Wow that is a great photo! I've heard of some nat geo photographers finding work by just sending in a picture of theirs. Believe in yourself always! Take pictures and show them off, it never hurts to make a quick effort.


----------



## Heather Koch (Apr 1, 2015)

WOW, that is totally rad!  Congrats


----------



## annamaria (Apr 1, 2015)

Wow! Congrats!


----------



## runnah (Apr 1, 2015)

When are you going to tell them you used canon glass


----------



## snerd (Apr 1, 2015)

Yes, that is totally awesome! Congrats!!


----------



## BillM (Apr 1, 2015)

Congrats, the recognition is well deserved, that photo is stunning !!!

So how about you tell us what lens it was ??? And when these workshops might be


----------



## jsecordphoto (Apr 2, 2015)

BillM said:


> Congrats, the recognition is well deserved, that photo is stunning !!!
> 
> So how about you tell us what lens it was ??? And when these workshops might be



Thanks Bill!

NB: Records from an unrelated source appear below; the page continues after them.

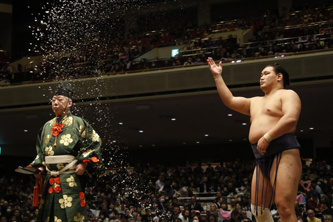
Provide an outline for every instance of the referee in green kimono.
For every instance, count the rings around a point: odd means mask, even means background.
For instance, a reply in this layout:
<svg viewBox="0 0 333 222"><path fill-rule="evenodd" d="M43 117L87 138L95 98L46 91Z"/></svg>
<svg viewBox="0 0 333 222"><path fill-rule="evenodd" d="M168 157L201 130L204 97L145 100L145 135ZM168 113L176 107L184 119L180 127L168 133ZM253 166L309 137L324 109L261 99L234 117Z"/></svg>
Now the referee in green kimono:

I used the Tokina 16-28 f2.8. As for the workshops, I just need to update my site with the info later today (busiest week I've had in a long time). We have permits and locations lined up in Acadia, a few spots in the white mountains,  and hopefully one on Cape Cod (waiting to hear back from the town  board on that one). The photographer I'm doing them with taught me a lot when I first learned to shoot at night like 2 years ago now, so it was very cool when he asked me to start co-hosting with him. 

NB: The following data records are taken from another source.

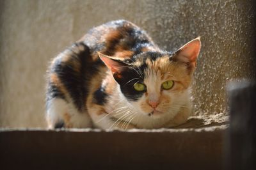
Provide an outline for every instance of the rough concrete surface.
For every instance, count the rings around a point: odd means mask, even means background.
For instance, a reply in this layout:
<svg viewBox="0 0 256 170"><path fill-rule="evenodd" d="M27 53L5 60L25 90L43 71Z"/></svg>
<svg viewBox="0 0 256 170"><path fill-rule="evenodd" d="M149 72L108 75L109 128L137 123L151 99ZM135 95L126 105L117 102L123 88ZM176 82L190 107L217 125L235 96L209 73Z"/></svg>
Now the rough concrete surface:
<svg viewBox="0 0 256 170"><path fill-rule="evenodd" d="M44 127L49 61L92 27L120 19L145 29L167 50L201 36L195 112L220 122L227 112L227 82L255 76L252 1L1 0L0 127Z"/></svg>

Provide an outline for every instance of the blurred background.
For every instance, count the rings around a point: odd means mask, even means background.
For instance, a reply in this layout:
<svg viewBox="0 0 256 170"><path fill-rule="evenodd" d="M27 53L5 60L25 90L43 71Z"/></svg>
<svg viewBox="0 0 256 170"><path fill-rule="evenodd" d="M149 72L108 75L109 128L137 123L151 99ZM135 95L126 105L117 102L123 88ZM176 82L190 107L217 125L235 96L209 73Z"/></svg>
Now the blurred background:
<svg viewBox="0 0 256 170"><path fill-rule="evenodd" d="M0 0L0 127L45 127L50 61L90 28L125 19L174 50L201 36L195 115L225 116L225 86L255 77L253 1Z"/></svg>

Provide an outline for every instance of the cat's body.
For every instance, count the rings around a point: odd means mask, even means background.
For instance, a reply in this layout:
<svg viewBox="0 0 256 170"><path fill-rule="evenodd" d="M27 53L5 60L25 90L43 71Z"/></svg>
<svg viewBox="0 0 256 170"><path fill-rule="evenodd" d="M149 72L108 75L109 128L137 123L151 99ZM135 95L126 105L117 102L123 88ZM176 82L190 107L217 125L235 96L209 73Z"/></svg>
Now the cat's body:
<svg viewBox="0 0 256 170"><path fill-rule="evenodd" d="M162 51L125 20L91 29L51 64L49 127L154 128L186 122L200 48L197 38L175 53Z"/></svg>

We have a bit of a different style as well which will eventually change how we structure the workshops. He does amazing timelapse work and likes to mostly get everything in one frame, while I do a lot of focus stacking and exposure blending with long foreground exposures. Obviously these workshops will focus on the basics of getting the shots, but we'll also be doing some more advanced stuff in other workshops with smaller groups.


----------



## Tabe (Apr 2, 2015)

I was going to be funny and congratulate you for them using your photo of their lenses   but instead I'll just go with:

WAY TO GO!  THAT'S AWESOME!


----------